Eski Türk mitolojisinde Tulpar’ın, Tanrının yiğit insanlara yardımcı olması için yarattığı kanatlı atlar olduğunu da o zaman öğrenmiştim.

Antalya’nın bu güzel insanları sayesinde Hizmet kısa sürede merkezden muhite yayıldı. Önce ilçelerinde, sonra da bütün bir bölgede öğrenci yurtları arka arkaya geldi.
Antalya hakikaten bir mektep gibiydi.
Bu mektebin öğrencileri de öğretmenleri de değerliydi. Ama bu mektebi değerli kılan muallimlerin başında hiç şüphesiz vakıf başkanımız Tulpar Hoca geliyordu.
O, musikiden edebiyata, siyasetten sanata, kültürümüzün hemen her alanına meraklı, meraklı olduğu kadar da mahir ve mütefekkir bir insandı. Az konuşması, onurlu ve hüzünlü duruşuyla tam bir zarafet timsaliydi.

Duruşu, Toroslar kadar vakurdu. Gözleri güzeldi, samimiydi, mânâlıydı, derin bakardı. Zira o İslâm’ın vakarını bir sorguç gibi taşırdı üzerinde. Sizi çeken bir şeylerin olduğunu hissederdiniz onun ikliminde.
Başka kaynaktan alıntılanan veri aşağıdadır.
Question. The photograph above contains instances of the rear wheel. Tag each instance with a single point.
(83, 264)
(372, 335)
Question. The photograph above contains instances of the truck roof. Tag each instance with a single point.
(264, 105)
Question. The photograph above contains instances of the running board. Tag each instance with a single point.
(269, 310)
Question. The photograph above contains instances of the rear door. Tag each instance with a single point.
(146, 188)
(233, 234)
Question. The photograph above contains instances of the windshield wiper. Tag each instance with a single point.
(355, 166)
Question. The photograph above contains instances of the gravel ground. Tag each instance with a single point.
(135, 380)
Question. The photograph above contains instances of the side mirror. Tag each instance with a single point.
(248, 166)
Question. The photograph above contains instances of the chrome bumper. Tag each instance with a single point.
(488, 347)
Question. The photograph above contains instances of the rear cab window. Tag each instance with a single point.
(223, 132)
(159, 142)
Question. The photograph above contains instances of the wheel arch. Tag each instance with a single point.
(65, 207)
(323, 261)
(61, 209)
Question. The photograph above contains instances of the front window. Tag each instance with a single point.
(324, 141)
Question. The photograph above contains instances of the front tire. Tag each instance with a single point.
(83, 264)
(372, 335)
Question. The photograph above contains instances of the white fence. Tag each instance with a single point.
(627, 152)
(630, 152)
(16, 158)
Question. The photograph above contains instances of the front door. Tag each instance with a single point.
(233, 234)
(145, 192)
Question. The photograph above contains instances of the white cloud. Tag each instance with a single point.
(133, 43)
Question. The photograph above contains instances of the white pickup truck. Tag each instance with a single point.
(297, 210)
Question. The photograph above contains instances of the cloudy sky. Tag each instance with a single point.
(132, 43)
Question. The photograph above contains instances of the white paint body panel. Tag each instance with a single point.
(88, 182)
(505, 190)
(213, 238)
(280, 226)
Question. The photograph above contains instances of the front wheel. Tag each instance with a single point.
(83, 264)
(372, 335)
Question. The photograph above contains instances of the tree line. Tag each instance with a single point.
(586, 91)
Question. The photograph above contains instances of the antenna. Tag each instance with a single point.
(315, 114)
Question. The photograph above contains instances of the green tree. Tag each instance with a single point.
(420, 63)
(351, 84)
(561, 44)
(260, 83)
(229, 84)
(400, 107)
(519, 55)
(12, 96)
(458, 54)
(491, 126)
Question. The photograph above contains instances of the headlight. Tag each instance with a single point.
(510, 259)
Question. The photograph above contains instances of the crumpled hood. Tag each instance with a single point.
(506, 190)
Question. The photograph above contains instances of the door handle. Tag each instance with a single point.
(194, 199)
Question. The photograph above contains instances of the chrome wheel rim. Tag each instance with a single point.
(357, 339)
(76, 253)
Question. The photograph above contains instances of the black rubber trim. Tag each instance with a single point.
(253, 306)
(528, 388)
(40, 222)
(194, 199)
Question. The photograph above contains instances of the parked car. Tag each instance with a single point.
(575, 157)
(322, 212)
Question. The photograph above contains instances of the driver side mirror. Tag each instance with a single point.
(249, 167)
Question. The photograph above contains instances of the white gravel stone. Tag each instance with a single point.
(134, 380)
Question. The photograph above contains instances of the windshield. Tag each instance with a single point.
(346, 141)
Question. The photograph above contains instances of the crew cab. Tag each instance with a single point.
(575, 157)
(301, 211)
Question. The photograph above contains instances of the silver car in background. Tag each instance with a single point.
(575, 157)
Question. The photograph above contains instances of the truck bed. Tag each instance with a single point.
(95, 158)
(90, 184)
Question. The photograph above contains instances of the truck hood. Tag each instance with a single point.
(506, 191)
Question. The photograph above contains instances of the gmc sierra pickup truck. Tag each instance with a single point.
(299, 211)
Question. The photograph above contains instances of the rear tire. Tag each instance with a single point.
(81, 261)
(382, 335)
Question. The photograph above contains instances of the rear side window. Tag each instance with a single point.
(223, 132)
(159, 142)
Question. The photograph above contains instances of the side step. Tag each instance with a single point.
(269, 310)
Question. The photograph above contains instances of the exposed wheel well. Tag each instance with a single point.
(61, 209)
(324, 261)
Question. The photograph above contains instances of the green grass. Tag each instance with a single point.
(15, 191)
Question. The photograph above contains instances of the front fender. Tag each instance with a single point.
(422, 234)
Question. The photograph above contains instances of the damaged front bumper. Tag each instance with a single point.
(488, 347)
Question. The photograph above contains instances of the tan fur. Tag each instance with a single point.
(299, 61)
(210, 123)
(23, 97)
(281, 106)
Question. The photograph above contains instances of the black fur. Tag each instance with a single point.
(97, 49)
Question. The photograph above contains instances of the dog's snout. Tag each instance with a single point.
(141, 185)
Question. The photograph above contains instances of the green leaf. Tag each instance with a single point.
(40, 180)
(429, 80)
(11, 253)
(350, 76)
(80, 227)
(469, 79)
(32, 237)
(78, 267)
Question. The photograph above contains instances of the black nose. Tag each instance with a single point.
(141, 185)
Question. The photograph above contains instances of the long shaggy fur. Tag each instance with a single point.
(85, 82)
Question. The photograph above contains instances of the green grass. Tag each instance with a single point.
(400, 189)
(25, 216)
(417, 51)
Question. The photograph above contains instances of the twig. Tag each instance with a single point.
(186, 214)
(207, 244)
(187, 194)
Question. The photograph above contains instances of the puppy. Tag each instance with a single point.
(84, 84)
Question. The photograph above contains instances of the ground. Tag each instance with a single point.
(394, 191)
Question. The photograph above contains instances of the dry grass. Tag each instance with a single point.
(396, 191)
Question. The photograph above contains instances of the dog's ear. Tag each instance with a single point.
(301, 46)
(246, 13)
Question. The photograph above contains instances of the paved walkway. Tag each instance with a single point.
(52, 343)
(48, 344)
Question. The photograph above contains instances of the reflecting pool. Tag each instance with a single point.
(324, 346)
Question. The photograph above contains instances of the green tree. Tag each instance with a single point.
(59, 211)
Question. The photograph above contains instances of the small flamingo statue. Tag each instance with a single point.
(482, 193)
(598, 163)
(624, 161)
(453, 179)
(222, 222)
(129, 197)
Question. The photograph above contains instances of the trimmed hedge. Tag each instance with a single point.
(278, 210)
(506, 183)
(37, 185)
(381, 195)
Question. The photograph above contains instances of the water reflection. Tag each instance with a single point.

Huzur, bu insanın yüzünde her daim misafirdi. O, bu vasıfları bir şahsiyet çizgisi hâline getirmişti.

Yüksek tahsilini Ömer Nasuhi Bilmen, Celâlettin Ökten, Ali Üsküdâri, Nihat Sami Banarlı, Mehmet Abdülkadir Keçeoğlu (Yaman Dede) ve Mahir İz gibi devrin önemli hocalarının bulunduğu İstanbul Yüksek İslâm Enstitüsünde yapmış.

O yüce ruhlu insanlardan derin izler taşıyordu üzerinde.

Güzel sanatlara aşinaydı. Hattat Mustafa Halim Özyazıcı’dan hat dersleri, Tanbûri Hâfız Kemal Batanay῾dan musıkî dersleri almıştı.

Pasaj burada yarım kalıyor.